In fact, this is something fellow AWS customers have been asking for:
Also, quite a few customers actually told us something even more interesting: they were interested in using EC2 but needed to make sure that we would have a substantial number of instances available to them at any time in order for them to use EC2 in a DR (Disaster Recovery) scenario. In a scenario like this, you can’t simply hope that your facility has sufficient capacity to accommodate your spot needs; you need to secure a firm resource commitment ahead of time.
This is where it gets interesting. What does ‘firm resource commitment ahead of time’ mean?
Always Read The Label
I surfed over to the AWS Customer Agreement to read the small print:
8.3. Reserved Instance Pricing. You may designate EC2 instances as subject to the reserved pricing and payment terms (“Reserved Instance Pricing”) set forth on the EC2 detail page on the AWS Website (each designated instance, a “Reserved Instance”). You may designate instances as Reserved Instances solely by calling to the Purchasing API (the “API Call”). In the API Call you must designate an availability zone, instance type and quantity for the applicable Reserved Instances. The Reserved Instances may only be used in the designated availability zone. We may change Reserved Instance Pricing at any time but price changes will not apply to previously designated Reserved Instances. We may terminate the Reserved Instance Pricing program at any time. Notwithstanding anything to the contrary herein, Reserved Instances are nontransferable and all amounts paid in connection with the Reserved Instances are nonrefundable, except that if we terminate this Agreement pursuant to Section 3.3 or terminate the Reserved Instance Pricing program we will refund you a pro rata portion of any up-front fee paid in connection with any previously designated Reserved Instances. In addition to being subject to Reserved Instance Pricing, Reserved Instances are subject to all data transfer and other fees applicable under this Agreement.
Hmm, suddenly I lost that warm, fuzzy feeling.
Obviously, a provider has to protect themselves and have a way to drop features/services should there be insufficient demand. From the above, it seems there are two ‘outs’ for Amazon. The first is contained in Section 3.3 and the other is if they simply terminate the program. Let’s look at Section 3.3:
3.3.2. Paid Services (other than Amazon FPS and Amazon DevPay). We may suspend your right and license to use any or all Paid Services (and any associated Amazon Properties) other than Amazon FPS and Amazon DevPay, or terminate this Agreement in its entirety (and, accordingly, cease providing all Services to you), for any reason or for no reason, at our discretion at any time by providing you sixty (60) days’ advance notice in accordance with the notice provisions set forth in Section 15 below.
If you want to use AWS for Disaster Recovery, you better have a plan B as Amazon will only give you 60 days’ notice if they decide to drop Reserved Instances.
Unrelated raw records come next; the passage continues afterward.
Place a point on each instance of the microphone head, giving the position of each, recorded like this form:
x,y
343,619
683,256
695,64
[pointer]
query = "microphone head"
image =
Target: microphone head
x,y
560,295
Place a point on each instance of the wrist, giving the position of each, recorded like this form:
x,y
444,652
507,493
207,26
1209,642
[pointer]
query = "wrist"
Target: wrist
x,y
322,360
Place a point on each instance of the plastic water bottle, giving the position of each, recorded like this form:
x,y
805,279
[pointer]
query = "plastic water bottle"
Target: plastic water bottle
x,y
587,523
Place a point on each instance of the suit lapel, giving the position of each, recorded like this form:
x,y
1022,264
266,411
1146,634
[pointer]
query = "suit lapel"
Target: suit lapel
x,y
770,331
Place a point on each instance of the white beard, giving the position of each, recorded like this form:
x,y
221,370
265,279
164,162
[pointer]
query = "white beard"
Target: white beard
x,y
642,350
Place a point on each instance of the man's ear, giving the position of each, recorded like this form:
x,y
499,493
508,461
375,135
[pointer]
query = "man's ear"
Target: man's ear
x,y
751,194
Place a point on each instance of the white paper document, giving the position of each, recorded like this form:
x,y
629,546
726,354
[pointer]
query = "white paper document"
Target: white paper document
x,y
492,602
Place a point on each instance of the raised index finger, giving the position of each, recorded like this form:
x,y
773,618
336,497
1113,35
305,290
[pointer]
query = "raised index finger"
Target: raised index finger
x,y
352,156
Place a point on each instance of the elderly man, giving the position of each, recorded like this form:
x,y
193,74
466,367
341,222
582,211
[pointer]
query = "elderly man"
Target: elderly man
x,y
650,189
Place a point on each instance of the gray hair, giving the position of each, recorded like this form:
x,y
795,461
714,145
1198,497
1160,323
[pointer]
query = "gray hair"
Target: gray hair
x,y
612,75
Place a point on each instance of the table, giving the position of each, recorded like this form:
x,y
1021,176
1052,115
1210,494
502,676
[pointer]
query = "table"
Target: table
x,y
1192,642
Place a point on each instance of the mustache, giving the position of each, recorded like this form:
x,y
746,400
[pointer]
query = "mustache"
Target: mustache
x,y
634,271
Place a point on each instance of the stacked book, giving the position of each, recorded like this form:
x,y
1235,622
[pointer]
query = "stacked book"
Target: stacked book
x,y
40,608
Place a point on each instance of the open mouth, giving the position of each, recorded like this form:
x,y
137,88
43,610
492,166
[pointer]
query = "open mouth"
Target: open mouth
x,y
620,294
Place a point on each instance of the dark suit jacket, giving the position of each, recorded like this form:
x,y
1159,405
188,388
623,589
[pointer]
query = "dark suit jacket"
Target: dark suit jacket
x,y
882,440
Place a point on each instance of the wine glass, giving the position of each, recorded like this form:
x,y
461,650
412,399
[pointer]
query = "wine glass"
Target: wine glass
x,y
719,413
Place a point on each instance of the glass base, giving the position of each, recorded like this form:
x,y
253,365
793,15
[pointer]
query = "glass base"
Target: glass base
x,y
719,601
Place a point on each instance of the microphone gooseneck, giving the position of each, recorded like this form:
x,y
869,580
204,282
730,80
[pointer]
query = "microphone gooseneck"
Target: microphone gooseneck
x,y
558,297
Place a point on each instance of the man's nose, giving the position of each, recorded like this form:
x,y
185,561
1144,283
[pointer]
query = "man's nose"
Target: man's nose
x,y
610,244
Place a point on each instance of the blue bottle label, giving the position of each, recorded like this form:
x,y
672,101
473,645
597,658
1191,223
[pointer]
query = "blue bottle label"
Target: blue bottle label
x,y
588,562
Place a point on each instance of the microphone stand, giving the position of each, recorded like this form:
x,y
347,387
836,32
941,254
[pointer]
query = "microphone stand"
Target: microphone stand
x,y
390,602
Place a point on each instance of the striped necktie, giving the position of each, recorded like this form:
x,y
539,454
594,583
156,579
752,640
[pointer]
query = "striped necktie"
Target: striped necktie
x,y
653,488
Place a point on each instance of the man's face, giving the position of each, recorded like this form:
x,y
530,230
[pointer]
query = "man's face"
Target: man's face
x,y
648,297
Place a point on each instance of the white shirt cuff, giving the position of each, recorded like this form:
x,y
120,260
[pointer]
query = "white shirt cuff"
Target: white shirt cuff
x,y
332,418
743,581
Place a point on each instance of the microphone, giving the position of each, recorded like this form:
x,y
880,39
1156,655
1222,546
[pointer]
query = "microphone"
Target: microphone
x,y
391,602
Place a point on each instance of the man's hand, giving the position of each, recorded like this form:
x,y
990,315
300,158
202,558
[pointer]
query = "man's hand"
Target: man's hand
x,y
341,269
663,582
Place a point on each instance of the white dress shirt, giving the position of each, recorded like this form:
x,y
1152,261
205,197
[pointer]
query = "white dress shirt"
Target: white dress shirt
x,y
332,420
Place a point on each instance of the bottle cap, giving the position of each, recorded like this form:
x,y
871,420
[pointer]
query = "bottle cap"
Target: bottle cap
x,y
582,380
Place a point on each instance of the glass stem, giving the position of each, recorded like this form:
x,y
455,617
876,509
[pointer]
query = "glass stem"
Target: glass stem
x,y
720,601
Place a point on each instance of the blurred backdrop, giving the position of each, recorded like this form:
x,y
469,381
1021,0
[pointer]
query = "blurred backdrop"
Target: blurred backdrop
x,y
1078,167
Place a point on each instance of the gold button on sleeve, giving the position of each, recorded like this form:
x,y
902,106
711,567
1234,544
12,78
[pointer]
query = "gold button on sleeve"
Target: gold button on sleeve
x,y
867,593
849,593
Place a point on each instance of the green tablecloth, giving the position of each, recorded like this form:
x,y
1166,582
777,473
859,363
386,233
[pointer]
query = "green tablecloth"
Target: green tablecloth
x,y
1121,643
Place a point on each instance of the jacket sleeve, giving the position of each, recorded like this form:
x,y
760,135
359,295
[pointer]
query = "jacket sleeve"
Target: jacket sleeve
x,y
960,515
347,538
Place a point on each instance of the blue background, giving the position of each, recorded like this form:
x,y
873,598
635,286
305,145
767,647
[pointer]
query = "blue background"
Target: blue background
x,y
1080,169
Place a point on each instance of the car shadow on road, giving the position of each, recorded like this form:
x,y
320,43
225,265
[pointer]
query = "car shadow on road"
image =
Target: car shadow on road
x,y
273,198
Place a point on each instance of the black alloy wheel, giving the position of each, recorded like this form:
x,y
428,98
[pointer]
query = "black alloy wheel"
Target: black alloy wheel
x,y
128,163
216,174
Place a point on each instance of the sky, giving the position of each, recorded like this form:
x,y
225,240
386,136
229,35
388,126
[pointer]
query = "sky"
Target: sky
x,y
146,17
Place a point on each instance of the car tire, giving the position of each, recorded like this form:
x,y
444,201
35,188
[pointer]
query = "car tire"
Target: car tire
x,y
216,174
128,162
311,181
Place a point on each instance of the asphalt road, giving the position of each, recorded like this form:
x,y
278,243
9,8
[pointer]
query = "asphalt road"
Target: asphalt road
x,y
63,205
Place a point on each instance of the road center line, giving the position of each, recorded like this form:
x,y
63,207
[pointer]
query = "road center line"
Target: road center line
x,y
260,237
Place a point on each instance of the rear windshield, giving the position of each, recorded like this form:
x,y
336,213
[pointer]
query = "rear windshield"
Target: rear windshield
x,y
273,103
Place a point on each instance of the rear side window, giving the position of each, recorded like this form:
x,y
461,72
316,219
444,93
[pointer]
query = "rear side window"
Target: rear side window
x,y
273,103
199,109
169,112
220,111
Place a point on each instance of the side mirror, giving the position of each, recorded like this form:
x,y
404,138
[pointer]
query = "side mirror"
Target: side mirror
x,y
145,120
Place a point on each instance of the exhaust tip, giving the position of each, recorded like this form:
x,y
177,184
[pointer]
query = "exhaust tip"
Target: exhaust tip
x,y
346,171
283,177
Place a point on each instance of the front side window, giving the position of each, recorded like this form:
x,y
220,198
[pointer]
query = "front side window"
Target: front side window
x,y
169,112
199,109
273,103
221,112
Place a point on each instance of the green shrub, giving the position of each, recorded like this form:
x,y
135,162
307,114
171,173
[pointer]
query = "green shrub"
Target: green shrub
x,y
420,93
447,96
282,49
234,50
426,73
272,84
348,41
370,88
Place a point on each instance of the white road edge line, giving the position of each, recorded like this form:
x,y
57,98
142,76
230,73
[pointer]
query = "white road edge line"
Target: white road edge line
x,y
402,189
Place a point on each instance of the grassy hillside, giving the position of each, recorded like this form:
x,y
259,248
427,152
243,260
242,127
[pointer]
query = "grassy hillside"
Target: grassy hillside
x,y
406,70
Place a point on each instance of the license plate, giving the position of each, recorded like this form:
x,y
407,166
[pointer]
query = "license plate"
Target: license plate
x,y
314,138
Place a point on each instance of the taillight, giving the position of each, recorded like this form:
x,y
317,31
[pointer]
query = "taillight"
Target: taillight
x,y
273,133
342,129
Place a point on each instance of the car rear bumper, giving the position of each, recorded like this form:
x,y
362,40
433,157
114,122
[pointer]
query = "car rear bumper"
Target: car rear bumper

And there was I, thinking DR was a plan B… For some businesses, this may be enough of a commitment, but the more enterprise ’skin’ we put in the Cloud, the more we need firmer commitments from providers. I hope Amazon revises this decision and extends their commitment closer to that of traditional DR providers.
Potential Cost Savings
To give an idea of the cost savings, Geva Perry put together a useful online calculator where you can plug in the compute hours you need and understand the financial savings you’ll see. You can opt for the 1-year or 3-year reservation periods:
Geva goes on to highlight some common scenarios:
The default number I put in the hours column, 8760, is 24×365. So if, for example, you run a Large AMI for the entire year non-stop, you will save $1,153 by using reserved instances.
If you are curious to know the break-even point, it is 4,643 hours annually for the 1-Year fee and 2,381 hours annually for the 3-Year fee. In other words, if you expect to run an instance for more than 4,643 hours during the coming 12 months (works out to an average of 12 hours a day), you’re better off with Reserved, otherwise, stick to On-Demand.
This brings AWS pricing down to that of many traditional hosting providers, for those willing to commit upfront.
You might be thinking “what’s the benefit?” over just paying a traditional non-Cloud provider. In the next post, I’ll cover some security use cases where lower costs and elasticity come into play.
Oh, and if anyone from the AWS team thinks I’ve misinterpreted their Customer Agreement feel free to clarify in the comments and I’ll update the post.